Una noche clara y serena, subía un vaporcito la corriente del río Delaware, en Estados Unidos. La naturaleza estaba en calma, y sólo el ruido de la máquina de vapor quebrantaba el silencio de la noche.

– Cante alguna cosa, señor Sankey – dijeron algunas personas al célebre compañero del evangelista D.L. Moody, que estaba a bordo.

– ¿Cantar? – respondió Sankey –. No sé más que himnos.

– Pues bien, un himno, por favor – dijeron todos.

Ira Sankey se arrimó a la gran chimenea, se quitó el sombrero, y concentrándose algunos segundos en pie, comenzó a elevar un canto precioso. Su voz se elevaba pura, espléndida, emocionante. Era la suya una de esas voces cuyos acentos deben llegar hasta el trono de Dios. Había escogido el popular cántico «Jesús, sé mi fortaleza».

El silencio era profundo, y cuando se extinguió la nota final del himno, todos los creyentes estaban extáticos bajo la impresión.

De repente, de la extremidad del vapor, un hombre tostado por los rayos del sol, con aspecto de vagabundo, se adelantó hacia Sankey, y con voz entrecortada, sobrecogido, le dijo:

– ¿Sirvió usted en el ejército del Sur? – Aludía a la guerra entre el Norte y el Sur de los Estados Unidos, en los años 1861 a 1865.

– Sí – respondió Sankey.

– ¿Estuvo usted en tal batallón y en tal regimiento?

– Sí, sí. Pero, ¿por qué estas preguntas?

– Escuche usted. ¿No estuvo usted en los puestos avanzados en una clara noche de luna llena de mayo de 1862?

– Sí, allí estuve, me acuerdo perfectamente.

– Y yo también, dijo el hombre de tez bronceada. Aquella noche fue para mí la más extraordinaria, la más memorable de mi vida, y de la suya también, señor, a pesar de que no sabe nada al respecto.

“Yo servía, como usted, en esa guerra, pero en el ejército del Norte, así que era su enemigo. Estaba yo en los puestos de avanzada aquella noche, cuando al resplandor de la luna vi a un hombre, un enemigo.

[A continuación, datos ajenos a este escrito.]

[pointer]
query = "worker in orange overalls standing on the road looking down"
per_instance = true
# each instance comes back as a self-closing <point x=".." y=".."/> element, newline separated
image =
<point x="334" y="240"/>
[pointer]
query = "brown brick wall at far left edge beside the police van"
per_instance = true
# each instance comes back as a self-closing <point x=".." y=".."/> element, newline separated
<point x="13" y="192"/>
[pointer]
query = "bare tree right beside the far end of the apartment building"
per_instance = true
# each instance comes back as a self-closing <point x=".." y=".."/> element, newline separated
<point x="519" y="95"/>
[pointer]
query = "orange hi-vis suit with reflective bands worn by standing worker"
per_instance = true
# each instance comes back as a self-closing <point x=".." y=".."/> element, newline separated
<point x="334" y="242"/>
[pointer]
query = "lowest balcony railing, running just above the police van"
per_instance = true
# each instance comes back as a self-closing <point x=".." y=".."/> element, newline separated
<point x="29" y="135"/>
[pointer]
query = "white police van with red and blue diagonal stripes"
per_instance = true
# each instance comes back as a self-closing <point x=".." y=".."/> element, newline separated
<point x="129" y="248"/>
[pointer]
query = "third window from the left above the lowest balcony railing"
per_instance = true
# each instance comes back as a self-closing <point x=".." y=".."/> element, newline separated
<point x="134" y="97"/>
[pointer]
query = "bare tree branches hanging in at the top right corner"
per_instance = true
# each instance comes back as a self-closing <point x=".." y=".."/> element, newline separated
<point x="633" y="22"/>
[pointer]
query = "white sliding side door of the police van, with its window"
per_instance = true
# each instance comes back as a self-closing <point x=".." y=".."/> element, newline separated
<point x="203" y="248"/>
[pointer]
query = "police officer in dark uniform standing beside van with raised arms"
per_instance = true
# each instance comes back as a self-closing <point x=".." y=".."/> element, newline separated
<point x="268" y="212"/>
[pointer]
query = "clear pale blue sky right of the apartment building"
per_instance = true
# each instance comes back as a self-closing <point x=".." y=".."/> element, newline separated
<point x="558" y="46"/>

“– ¡Ah, ah, joven – dije –. Tú por lo menos no escaparás! ¡Pobre hombre, no tienes más que segundos de vida! Tenía su cabeza descubierta y yo me ocultaba en la sombra. Levanté mi fusil e hice puntería. Mis dedos ya se posaban en el gatillo… El bulto hizo movimiento, levantó sus ojos fijándose en una pequeña estrella que brillaba en el cielo, y empezó a cantar…

“La música, sobre todo el canto, siempre ha tenido un poder maravilloso sobre mí, y yo quité mi dedo del gatillo. ‘Le permitiré cantar su canción hasta el final’, me dije, ‘y después le dispararé. Ya es mi víctima, y mi bala no va a errar’».

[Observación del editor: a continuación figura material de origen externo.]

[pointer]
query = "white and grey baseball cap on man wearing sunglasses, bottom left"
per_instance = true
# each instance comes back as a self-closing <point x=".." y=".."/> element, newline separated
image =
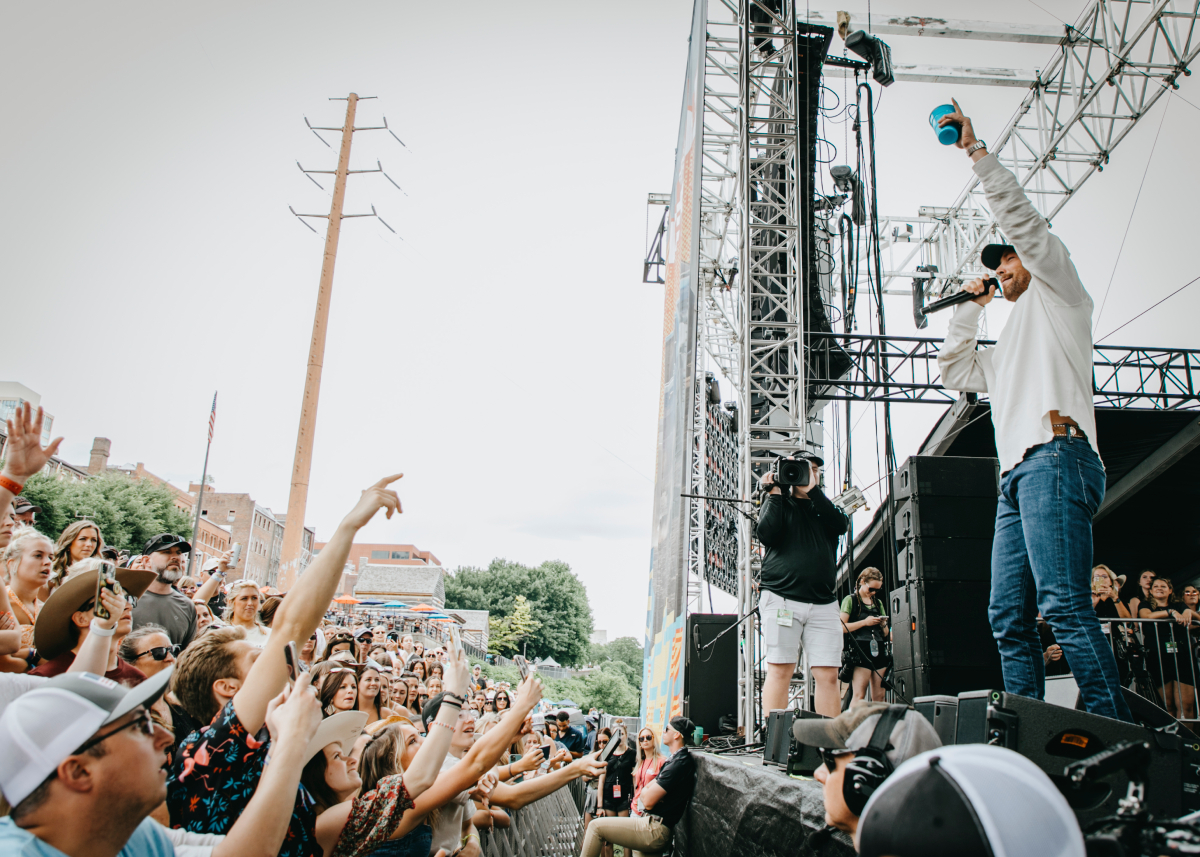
<point x="44" y="727"/>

«La canción que cantó en aquella oportunidad era la misma que ha cantado ahora. Yo oí las palabras perfectamente:

Nosotros somos tuyos, eres nuestro amigo:
sé el guardián de nuestro camino.

«Estas palabras avivaron muchos recuerdos en mi corazón. Empecé a pensar en mi niñez y en mi madre temerosa de Dios. Ella me había cantado muchas veces esa canción. Pero ella murió demasiado pronto. De otro modo, sin duda, mi vida habría sido diferente».

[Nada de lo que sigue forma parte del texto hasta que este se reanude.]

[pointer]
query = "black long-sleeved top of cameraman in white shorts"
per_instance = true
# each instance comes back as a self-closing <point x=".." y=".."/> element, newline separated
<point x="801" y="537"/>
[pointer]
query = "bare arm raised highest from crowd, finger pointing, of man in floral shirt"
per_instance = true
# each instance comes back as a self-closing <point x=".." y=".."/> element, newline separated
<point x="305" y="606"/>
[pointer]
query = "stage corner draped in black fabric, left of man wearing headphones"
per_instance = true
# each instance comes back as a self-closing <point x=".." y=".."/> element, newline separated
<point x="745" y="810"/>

«Cuando hubo terminado su canción, me fue imposible apuntarle de nuevo. Yo pensé: ‘El Señor que es capaz de salvar a este hombre de una muerte cierta debe ser sin duda grande y poderoso’, y mi brazo cayó inadvertidamente a mi costado. Desde ese tiempo he vagado de un lugar a otro; pero cuando lo vi parado aquí, cantando como en esa otra ocasión, lo reconocí. Aquella vez, mi corazón fue herido por su canción; ahora deseo que usted me ayude a encontrar la cura para mi alma enferma».

Profundamente conmovido, Sankey echó sus brazos sobre el hombre que en la guerra había sido su enemigo. Y esa noche de Navidad los dos fueron juntos al pesebre de Belén.

Allí el extraño encontró a Aquel que era su común Salvador y Buen Pastor, que busca a la oveja perdida hasta que la encuentra, y cuando la ha hallado, la pone sobre sus hombros, gozoso.

Adaptado de un tratado distribuido por la Pilgrim Tract Society.